President Barack Obama spoke earlier this month to a crowd of students in the White House's East Room, demanding that Congress come to an agreement. Obama said he was pleased with the Senate's agreement in a release sent Tuesday. Hatchet File Photo.

Just days before the July 1 deadline, Senate leaders said Tuesday they have reached an agreement to prevent the doubling of the student loan interest rate.

Senators of both parties are seeking to extend the current interest rate – 3.4 percent for new federally subsidized loans – for the next year.  The rate will double to the pre-recession level of 6.8 percent if no deal is reached before July 1.

“We’re very close to having everything done.  But until we get everything done, nothing’s done,” Senate Majority leader Harry Reid (D-Nev.) told reporters Tuesday.

To cover most of the $6 billion cost of keeping the lowered rate, senators proposed changes to federal pensions. Republicans also suggested limiting the time students can receive federally subsidized loans to six years.

The government estimates 7.4 million students receive this type of loan, and without a deal each would pay about $1,0o0 more in interest.

About 4,700 undergraduate students at GW received more than $30 million in education funding through Stafford loans this year.

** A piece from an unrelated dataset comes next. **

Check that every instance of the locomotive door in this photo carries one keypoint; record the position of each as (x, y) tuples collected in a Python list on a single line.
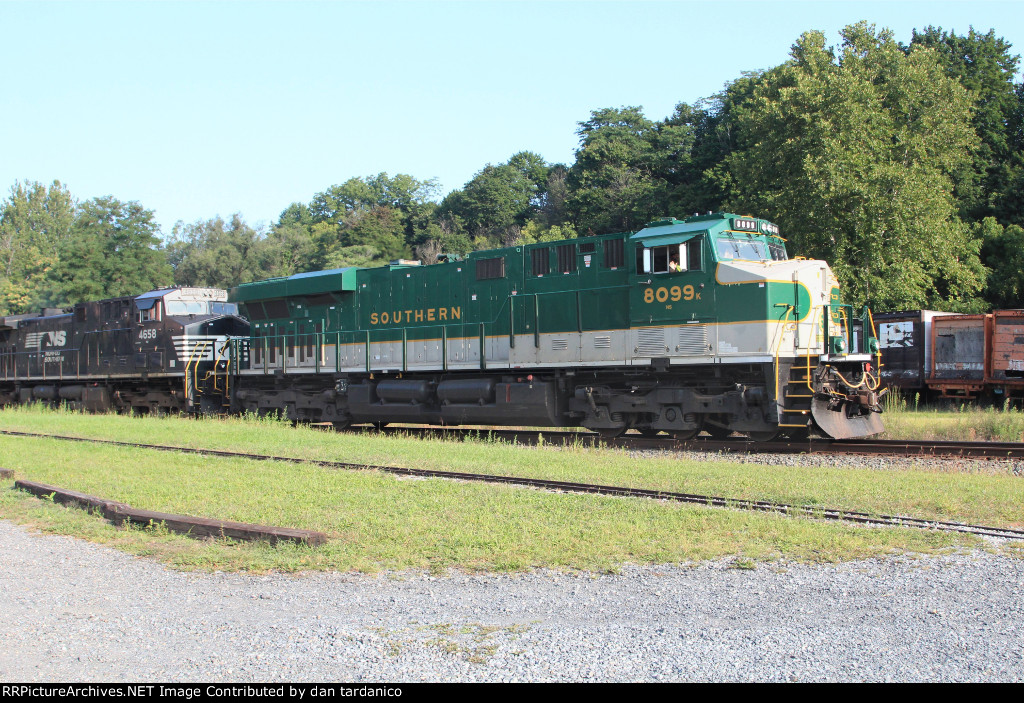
[(672, 302)]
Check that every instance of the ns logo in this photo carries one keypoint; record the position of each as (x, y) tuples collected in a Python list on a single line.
[(52, 339)]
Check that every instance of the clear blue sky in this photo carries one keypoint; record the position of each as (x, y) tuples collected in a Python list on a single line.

Obama has demanded Congress come to an agreement, raising complaints by Republicans who say he is not helping with negotiations to grab attention of student voters.

The highly publicized debate has made headlines for months. This spring, Obama launched a two-day college tour focused on the student loan debate. In March, students nationwide signed more than 130,000 letters to Congressional leaders to protest the higher interest rates.

But as the deal takes shape, Mark Kantrowitz, founder and publisher of FinAid, points out that a rate hike would have little effect on the payments of individual students.

“This is a convenient tool for beating the drum of college affordability,” Kantrowitz said.

Kantrowitz said keeping the rate at 3.4 percent versus 6.8 percent translates into about a six-dollar difference in monthly payments for holders of subsidized loans.

Instead, more focus should be given to funding to Pell grants, Kantrowitz said, which provide need-based grants to low-income families.

“Certainly, those who get the benefit will like being able to get an additional cup of coffee or two a month, but it affects them only after they’ve already graduated,” Kantrowitz said, “What matters is how much money can you get for college and when do you have to start paying it back.”